Horizon Oil (HZN) is one of the worst performers on the Uncapped 100 this morning following its surprise capital raising.
The emerging oil & gas producer tumbled 1.5 cents, or 4.1%, to 35 cents as management goes cap in hand to shareholders looking for $53.5 million in additional funding though a 33 cent new share offer.
The fact that the share price is comfortably above the offer price (at least for now) is not the only positive sign for the fully underwritten raising. Support from institutional shareholders has been strong with a 90% take up rate.
Macquarie notes that the raising “appears more about filling a temporary funding gap” as Horizon is still waiting for the proceeds for the sale of a 40% stake in its Papua New Guinea assets to Osaka Gas for $US204 million.
Horizon is looking to use the cash to pursue its aggressive near-term exploration and development program.
The broker is sticking to its “outperform” recommendation and 60 cent price target as it believes cash flow will grow over the next 12-months as the Beibu Gulf field ramps up to peak production.

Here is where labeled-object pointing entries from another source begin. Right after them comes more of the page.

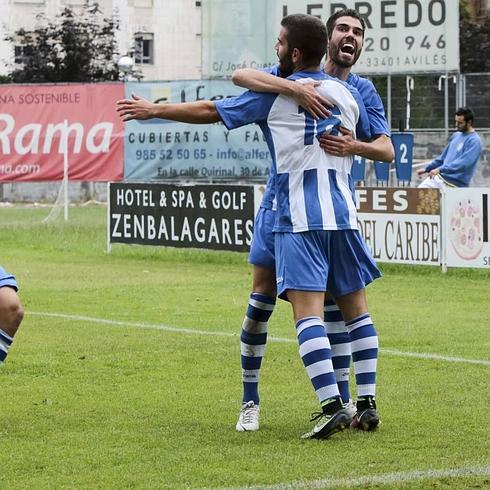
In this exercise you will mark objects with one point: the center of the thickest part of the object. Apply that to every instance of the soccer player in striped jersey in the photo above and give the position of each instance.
(346, 35)
(11, 312)
(316, 208)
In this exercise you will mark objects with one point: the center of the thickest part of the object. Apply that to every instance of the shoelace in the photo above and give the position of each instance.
(316, 416)
(248, 414)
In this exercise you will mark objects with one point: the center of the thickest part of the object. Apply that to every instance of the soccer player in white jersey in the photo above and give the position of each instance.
(11, 312)
(346, 35)
(317, 243)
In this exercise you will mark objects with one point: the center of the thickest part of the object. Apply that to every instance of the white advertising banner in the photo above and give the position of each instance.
(465, 221)
(400, 225)
(402, 36)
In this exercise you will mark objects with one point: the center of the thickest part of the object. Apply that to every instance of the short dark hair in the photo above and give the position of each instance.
(466, 113)
(344, 13)
(308, 34)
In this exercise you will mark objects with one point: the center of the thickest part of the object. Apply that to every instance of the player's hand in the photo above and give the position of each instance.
(135, 108)
(341, 145)
(308, 98)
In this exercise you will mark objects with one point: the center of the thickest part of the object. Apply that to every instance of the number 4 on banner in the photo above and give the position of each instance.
(63, 192)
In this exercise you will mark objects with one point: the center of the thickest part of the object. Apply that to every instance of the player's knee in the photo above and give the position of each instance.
(11, 316)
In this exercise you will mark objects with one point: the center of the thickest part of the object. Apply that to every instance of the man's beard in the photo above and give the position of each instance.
(335, 54)
(286, 64)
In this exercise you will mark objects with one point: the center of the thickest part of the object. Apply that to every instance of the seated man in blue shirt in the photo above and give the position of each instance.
(456, 165)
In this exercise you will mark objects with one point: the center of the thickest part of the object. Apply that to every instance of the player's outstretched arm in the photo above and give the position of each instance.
(304, 94)
(138, 108)
(380, 149)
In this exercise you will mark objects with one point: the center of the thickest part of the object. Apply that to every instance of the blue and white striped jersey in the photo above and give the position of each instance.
(314, 190)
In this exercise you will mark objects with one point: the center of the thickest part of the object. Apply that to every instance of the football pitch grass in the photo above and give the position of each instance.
(125, 373)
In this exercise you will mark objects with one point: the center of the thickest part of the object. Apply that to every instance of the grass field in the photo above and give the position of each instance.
(125, 373)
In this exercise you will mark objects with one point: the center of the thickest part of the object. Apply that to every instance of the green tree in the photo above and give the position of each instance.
(474, 40)
(74, 47)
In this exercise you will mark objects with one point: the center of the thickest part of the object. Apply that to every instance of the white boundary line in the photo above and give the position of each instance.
(167, 328)
(383, 479)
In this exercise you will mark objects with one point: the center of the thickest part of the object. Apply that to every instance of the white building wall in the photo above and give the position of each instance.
(175, 25)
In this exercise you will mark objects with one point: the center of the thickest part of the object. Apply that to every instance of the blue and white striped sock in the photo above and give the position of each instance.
(5, 343)
(314, 349)
(339, 338)
(364, 353)
(252, 343)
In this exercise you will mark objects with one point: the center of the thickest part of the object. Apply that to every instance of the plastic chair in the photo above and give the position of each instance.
(358, 170)
(382, 173)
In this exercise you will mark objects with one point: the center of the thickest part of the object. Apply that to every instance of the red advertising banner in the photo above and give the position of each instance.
(38, 122)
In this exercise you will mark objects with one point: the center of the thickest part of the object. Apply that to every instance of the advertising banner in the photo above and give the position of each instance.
(400, 225)
(466, 223)
(38, 123)
(200, 216)
(402, 36)
(161, 150)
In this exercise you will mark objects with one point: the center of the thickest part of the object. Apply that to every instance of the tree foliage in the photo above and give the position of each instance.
(474, 43)
(74, 47)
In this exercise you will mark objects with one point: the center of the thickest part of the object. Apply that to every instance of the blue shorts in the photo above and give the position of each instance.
(262, 246)
(337, 261)
(7, 280)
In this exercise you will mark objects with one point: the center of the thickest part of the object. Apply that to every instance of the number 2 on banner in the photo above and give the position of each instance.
(404, 150)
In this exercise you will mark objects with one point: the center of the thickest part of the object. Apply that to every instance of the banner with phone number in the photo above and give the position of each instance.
(157, 149)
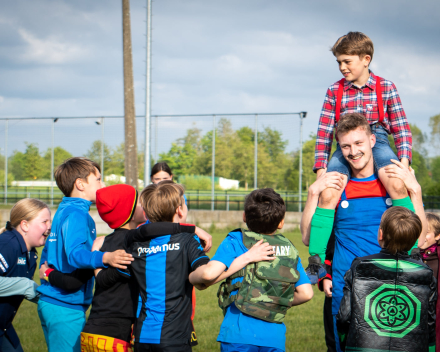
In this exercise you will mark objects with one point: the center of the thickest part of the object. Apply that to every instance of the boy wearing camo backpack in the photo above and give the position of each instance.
(256, 296)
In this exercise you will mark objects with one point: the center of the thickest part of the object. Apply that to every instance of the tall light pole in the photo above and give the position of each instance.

While it is very difficult to raise capital in the current market, oil & gas is still one sector that can draw interest from investors as oil prices have been more buoyant than metals in the face of the macro economic uncertainties.
Horizon has only emerged from a trading halt that was in place since yesterday, the same day another small cap energy play, Liquefied Natural Gas (LNG), announced a $10 million capital raising.
Horizon is part of the Uncapped 100 but Liquefied Natural Gas is not.